Parallelizing Training and Fine-Tuning for Large Language Models: Leveraging Distributed GPU Clusters for Llama 2 and PEFT QLoRA with DeepSpeed

10 min readMar 25, 2024

Accelerating NLP Tasks with Advanced Tools: Fine-Tuning Llama2 on Dataset Using and QLoRA

Introduction

In this blog post, we will explore the remarkable process of fine-tuning massive models like Falcon 180B using a combination of cutting-edge technologies, including Hugging Face’s PEFT, DeepSpeed ZeRO-3, Flash Attention, and Gradient Checkpointing. By harnessing the power of just 16 A100 80GB GPUs, a mere fraction of the 1024 GPUs typically employed for such tasks, we will demonstrate how to achieve exceptional results with significantly reduced resources.

The most compelling aspect of this approach is that the resulting model not only consumes fewer resources but also outperforms the official Llama-7B and Llama-7B models on the OpenLLM Leaderboard by an impressive 3%. This means that not only are we saving on computational power, but we’re also delivering superior performance in the process.

As if that weren’t enough, the cost of training this model is estimated to be just $864 (36 hrs * $24/hr), a mere fraction of what it would typically take to fine-tune the chat version of Llama-7B. By following the steps outlined in this blog post, you’ll learn how to achieve this remarkable feat, unlocking new possibilities for large-scale model fine-tuning while keeping resource consumption and costs in check. Let’s dive in and discover how to make the most of these powerful tools and techniques.

In the sophisticated realm of natural language processing (NLP), fine-tuning question-answering models has emerged as a crucial pursuit for both enthusiasts and professionals. The journey commences with the use of datasets that serve as the foundation for training these language models.

In this tutorial, we will embark on an exploration to fine-tune Llama2, a state-of-the-art Foundational Large Language model developed by Meta. Llama2 distinguishes itself as an open-source solution, enabling users to leverage its capabilities locally. Moreover, Llama2 showcases remarkable question-answering abilities, making it a versatile tool in the NLP landscape.

In the dynamic field of natural language processing (NLP), fine-tuning large language models for specific tasks has become an essential endeavor for both researchers and practitioners. By leveraging high-quality datasets, the capabilities of these models can be honed to achieve remarkable performance in various applications. In this tutorial, we will focus on the successful fine-tuning of Llama2-7B, a powerful language model, using two distinct datasets: Alpaca and Alpaca Spanish.

The Alpaca dataset serves as a valuable resource for training language models to generate informative and coherent responses.
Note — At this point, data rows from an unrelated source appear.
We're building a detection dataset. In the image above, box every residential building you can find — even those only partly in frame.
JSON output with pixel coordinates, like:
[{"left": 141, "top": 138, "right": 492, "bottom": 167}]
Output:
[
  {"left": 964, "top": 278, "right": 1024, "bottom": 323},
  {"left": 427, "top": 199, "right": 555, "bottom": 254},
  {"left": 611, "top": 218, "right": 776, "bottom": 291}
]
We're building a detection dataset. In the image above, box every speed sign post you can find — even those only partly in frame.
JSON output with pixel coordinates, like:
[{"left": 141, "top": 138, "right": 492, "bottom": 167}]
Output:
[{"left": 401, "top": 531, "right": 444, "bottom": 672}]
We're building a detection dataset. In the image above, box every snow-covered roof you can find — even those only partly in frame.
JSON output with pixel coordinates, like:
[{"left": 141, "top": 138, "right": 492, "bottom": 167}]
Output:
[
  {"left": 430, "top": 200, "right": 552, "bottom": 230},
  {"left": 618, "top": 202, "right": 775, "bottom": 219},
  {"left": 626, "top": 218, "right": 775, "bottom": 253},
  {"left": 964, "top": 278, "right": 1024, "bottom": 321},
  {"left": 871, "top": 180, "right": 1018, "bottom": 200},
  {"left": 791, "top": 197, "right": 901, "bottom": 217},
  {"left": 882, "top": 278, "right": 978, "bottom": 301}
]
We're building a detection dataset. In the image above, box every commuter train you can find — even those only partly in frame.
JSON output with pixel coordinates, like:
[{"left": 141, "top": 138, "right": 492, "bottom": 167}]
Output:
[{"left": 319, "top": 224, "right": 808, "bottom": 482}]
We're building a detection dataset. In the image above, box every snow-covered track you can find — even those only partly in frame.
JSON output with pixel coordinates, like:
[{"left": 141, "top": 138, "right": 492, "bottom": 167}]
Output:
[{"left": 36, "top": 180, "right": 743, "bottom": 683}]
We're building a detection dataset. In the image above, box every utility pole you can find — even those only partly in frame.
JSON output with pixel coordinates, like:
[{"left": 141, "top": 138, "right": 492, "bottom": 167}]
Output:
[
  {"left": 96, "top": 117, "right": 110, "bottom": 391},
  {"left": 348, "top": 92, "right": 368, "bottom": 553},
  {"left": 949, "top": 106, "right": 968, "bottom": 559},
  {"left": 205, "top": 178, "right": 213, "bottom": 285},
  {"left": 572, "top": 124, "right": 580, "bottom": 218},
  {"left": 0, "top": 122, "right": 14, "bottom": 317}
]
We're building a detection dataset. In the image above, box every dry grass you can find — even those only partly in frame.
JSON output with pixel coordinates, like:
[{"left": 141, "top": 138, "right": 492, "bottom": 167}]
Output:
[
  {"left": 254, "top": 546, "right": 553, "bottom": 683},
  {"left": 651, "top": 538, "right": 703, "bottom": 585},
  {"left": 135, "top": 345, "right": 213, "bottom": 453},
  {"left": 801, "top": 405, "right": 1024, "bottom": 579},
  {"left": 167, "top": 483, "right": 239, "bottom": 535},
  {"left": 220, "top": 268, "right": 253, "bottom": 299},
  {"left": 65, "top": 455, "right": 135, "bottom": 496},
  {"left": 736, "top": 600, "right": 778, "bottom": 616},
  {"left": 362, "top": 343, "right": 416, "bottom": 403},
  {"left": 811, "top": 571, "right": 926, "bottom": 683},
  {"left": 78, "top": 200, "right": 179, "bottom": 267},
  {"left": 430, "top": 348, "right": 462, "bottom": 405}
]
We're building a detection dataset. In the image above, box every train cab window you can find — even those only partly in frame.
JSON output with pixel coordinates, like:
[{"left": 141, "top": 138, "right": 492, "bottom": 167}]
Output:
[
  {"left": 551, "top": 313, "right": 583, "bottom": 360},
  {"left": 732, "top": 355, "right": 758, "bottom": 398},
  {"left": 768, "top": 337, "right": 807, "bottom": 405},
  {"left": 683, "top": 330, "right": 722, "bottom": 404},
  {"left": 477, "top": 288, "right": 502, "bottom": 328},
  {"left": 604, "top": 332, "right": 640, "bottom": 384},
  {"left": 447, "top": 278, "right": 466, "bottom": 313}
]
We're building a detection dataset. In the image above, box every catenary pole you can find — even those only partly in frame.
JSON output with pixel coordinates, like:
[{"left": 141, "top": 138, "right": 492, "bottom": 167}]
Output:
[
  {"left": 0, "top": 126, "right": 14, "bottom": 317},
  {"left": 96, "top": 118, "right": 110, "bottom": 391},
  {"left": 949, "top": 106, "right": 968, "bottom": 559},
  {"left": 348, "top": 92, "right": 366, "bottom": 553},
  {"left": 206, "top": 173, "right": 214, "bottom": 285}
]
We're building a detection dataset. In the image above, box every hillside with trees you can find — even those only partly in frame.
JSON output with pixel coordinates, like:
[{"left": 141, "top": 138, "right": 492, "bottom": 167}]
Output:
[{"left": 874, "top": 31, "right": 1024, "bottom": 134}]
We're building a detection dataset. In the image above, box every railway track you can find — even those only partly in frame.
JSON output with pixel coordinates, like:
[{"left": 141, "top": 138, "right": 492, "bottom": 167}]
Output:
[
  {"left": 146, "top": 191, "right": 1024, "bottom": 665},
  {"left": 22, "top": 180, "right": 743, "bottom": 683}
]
By fine-tuning Llama2-7B on this dataset, we can enhance its ability to understand and process complex queries, making it more proficient in handling a wide range of NLP tasks.

Moreover, we will also explore the fine-tuning process using the Alpaca Spanish dataset. This dataset provides an opportunity to evaluate and improve Llama2-7B’s performance in a multilingual context, ensuring that the model can effectively process and generate responses in languages other than English.

Throughout this tutorial, we will delve into the intricacies of fine-tuning Llama-7B on both the Alpaca and Alpaca Spanish datasets. We will discuss the significance of these datasets in the context of NLP, the steps involved in the fine-tuning process, and the benefits of using Llama-7B for various applications. By the end of this article, readers should not only gain a comprehensive understanding of fine-tuning Llama2-7B but also appreciate the broader landscape of NLP and the importance of multilingual capabilities in language models.

By the end of this article, readers should not only gain a comprehensive understanding of fine-tuning Llama2 but also appreciate the broader landscape of NLP tools like Ludwig and QLoRA and DeepSpeed. This knowledge empowers them to apply these insights to their specific use cases, effectively leveraging the power of Llama2 for a myriad of applications in the world of natural language processing.

Background

Llama2: A Groundbreaking Advancement in Large Language Models

Llama2 represents a significant breakthrough in the realm of large language models (LLMs), establishing a new benchmark for dialogue optimization. Developed through a collaborative effort led by Hugo Touvron, Louis Martin, and an extensive team of experts, Llama2 stands out as a collection of pretrained and fine-tuned LLMs, ranging from 7 billion to an impressive 70 billion parameters. The focus of this innovative model, aptly named Llama 2-Chat, lies in its unparalleled performance in dialogue use cases, surpassing open-source chat models across various benchmarks.

The paper’s abstract emphasizes the model’s excellence, showcasing its potential as a viable substitute for closed-source alternatives, particularly in terms of helpfulness and safety. Llama2’s superiority extends to its fine-tuning and safety improvements, detailed comprehensively in the release, inviting the community to build upon this work and contribute responsibly to the development of large language models. Arthur Zucker, with contributions from Lysandre Debut, has made this model accessible through Hugging Face, utilizing the GPT-NeoX framework. Llama2 marks a significant leap forward, empowering NLP enthusiasts to harness its capabilities for transformative applications in dialogue-based scenarios. Explore the Llama2 model checkpoints and delve into the future of chat models in the world of natural language processing.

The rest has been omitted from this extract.